Much of this page's hiatus last week was taken up with a considerable amount of soul-searching. Actually, if you're a regular reader and saw the CUPE BC and NDP links disappear from my sidebar, you know that the soul-searching has been going on for a few weeks now. This page is angry and frustrated by the labour movement's lack of ability and/or interest in attacking the BC Liberal agenda, particularly when it comes to the issues of poverty and homelessness is British Columbia. When people have to shove their way to the mic at the latest Olympic announcement or shackle themselves to each other on the floor of a cabinet minister's office, you know how hollow the words "An Injury to One is an Injury to All" are ringing these days.
Everything I learned in Labour History class leaves me pissed off with the BC Fed and my own Union. Why bother Organizing the Unorganized when our self-absorbed Baby Boomer membership (and leadership) each received $3,000* in pre-Olympic hush money...oops... signing bonuses from Carole Taylor? So much for any solidarity with the Anti-Poverty, First Nations, and Environmental movements who stood with us on the front lawn of the Legislature in the dark weeks of February, 2002. I know from experience that my fellow union members are people who will sit in rapture listening at the Union's convention to Stephen Lewis talk about fighting AIDS in Africa but at the same time shrug when Stephen Harper's troglodytes move to shut down the Safe Injection Site in Vancouver's Downtown Eastside.
Much of the fightback against the Lieberals during their first term came from members of the Hospital Employees Union (HEU), who were mostly front-line workers, immigrants, and women. HEU workers struck after Bill 29 demolished their collective agreement, and my union told its members working that they shouldn't cross the picket line, but they didn't have to march with HEU members to get their strike pay either. That one CUPE guy in front of UBC Hospital? That was either me, or the other guy - everyone else stayed home and watched it on TV. The HEU members weren't white middle-class baby boomers, and neither are the Anti-Poverty activists desperately struggling to maintain social housing, welfare rates, and opportunities to break the cycle of drugs, prostitution, and violence. Why does one of the most powerful labour movements in North America turn its back on the people most likely to back the ideals of the labour movement?
Today the self-interested silence from Big Labour towards the people at the margins is still deafening, and disturbing.
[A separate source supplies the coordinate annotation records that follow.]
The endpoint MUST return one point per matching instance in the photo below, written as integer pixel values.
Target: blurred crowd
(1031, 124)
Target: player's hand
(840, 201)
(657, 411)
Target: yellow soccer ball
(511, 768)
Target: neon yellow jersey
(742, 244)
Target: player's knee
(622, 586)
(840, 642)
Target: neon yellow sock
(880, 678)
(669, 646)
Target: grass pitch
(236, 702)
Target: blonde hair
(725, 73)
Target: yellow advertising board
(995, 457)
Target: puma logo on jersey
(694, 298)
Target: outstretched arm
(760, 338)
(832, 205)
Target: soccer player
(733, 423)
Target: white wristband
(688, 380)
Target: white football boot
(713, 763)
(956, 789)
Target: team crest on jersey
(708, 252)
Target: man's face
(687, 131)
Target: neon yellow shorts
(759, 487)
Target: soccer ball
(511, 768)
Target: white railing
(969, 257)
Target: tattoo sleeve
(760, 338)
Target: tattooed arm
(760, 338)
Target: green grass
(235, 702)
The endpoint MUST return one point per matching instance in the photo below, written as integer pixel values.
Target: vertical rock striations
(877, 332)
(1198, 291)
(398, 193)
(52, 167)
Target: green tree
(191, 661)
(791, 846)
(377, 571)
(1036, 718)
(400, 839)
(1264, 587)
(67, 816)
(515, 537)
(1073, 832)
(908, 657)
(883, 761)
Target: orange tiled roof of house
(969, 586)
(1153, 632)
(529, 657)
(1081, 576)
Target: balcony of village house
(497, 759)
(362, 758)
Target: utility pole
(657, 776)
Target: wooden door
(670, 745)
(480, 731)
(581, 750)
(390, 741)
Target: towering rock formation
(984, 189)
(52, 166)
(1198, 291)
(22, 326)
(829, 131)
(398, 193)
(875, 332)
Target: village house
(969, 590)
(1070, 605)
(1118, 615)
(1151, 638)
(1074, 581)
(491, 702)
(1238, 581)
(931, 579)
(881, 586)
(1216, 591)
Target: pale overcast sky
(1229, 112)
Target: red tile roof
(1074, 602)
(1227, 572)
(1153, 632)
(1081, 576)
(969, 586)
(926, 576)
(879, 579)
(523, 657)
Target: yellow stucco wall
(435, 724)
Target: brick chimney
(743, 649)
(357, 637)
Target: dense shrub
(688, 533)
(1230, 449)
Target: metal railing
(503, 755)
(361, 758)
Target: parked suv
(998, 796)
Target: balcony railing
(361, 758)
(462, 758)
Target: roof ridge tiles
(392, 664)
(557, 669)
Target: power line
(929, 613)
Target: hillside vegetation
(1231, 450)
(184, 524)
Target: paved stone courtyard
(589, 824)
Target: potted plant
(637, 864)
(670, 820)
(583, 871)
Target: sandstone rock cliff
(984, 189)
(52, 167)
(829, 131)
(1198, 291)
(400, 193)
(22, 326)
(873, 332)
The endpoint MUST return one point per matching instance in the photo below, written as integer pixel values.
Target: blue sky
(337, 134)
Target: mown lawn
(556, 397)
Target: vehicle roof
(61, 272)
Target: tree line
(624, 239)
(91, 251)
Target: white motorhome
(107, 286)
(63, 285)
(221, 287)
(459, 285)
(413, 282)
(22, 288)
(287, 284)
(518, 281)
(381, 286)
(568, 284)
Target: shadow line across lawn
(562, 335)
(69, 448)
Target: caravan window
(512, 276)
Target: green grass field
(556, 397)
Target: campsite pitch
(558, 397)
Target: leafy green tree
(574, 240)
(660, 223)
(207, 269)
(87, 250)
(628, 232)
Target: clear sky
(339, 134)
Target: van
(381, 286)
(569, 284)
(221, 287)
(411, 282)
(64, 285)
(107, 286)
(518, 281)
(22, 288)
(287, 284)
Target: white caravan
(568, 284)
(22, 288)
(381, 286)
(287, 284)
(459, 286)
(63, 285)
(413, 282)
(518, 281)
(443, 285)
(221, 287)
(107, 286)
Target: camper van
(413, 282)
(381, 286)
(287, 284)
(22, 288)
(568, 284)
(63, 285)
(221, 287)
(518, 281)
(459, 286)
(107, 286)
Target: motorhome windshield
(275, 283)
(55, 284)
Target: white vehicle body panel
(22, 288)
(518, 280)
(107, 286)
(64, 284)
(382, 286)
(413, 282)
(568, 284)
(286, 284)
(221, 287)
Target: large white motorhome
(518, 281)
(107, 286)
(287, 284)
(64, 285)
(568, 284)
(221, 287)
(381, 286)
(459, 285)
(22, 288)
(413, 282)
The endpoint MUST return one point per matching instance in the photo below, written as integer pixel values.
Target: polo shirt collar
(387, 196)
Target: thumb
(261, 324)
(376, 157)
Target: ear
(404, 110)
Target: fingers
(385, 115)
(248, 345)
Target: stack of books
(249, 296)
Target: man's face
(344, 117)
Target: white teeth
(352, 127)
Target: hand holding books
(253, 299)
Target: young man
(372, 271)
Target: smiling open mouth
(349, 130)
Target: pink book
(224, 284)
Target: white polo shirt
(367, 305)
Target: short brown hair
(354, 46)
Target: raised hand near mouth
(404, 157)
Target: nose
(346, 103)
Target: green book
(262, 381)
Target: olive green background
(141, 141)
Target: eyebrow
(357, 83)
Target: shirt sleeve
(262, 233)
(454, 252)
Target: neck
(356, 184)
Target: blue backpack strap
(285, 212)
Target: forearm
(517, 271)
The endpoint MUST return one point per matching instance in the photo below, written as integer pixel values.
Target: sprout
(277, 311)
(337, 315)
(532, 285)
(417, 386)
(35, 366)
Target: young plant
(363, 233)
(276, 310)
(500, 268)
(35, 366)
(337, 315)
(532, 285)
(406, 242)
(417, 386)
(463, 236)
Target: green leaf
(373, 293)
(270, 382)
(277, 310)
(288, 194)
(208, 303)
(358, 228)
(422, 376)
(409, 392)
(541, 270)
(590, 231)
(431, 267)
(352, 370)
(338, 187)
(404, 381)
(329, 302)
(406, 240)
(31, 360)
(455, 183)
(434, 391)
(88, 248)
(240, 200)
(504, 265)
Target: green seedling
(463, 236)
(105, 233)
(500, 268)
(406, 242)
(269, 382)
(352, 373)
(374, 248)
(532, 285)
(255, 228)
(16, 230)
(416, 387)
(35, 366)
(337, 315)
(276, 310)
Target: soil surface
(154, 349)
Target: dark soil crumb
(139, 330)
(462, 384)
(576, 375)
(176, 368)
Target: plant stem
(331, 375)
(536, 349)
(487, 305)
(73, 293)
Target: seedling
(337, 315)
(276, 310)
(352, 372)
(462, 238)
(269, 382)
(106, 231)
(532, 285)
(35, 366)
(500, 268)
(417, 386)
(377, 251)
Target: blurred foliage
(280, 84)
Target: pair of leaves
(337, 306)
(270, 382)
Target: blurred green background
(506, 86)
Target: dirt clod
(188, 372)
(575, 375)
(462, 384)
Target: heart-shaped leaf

The kinds of people who are flocking to the ranks of the Anti-Poverty Committee in 2007 are exactly the kinds of people that Unions like the Industrial Workers of the World were organizing in 1907. Where's the coalition-building? Where are the community campaigns? Last spring the BC Fed could have used public sector bargaining to not only leverage a comprehensive labour accord for the 2010 Olympics, but comprehensive social and environmental accords as well. If our public sector jobs were worth a General Strike three years ago, then affordable housing, decent welfare, real training opportunities and a public transit system to reach them are worth a General Strike now.
*For those of you scoring at home, I didn't get the signing bonus, thanks to my Union refusing to grieve my placement rights from a Medical Leave at the time.
1 comment:
Most CUPE members don't know what side of the fence they are on.
There is a systematic attack the working middle class and the poor. As a whole, society has developed a 'dog eat dog' or 'survival of the fittest' attitude and here we be.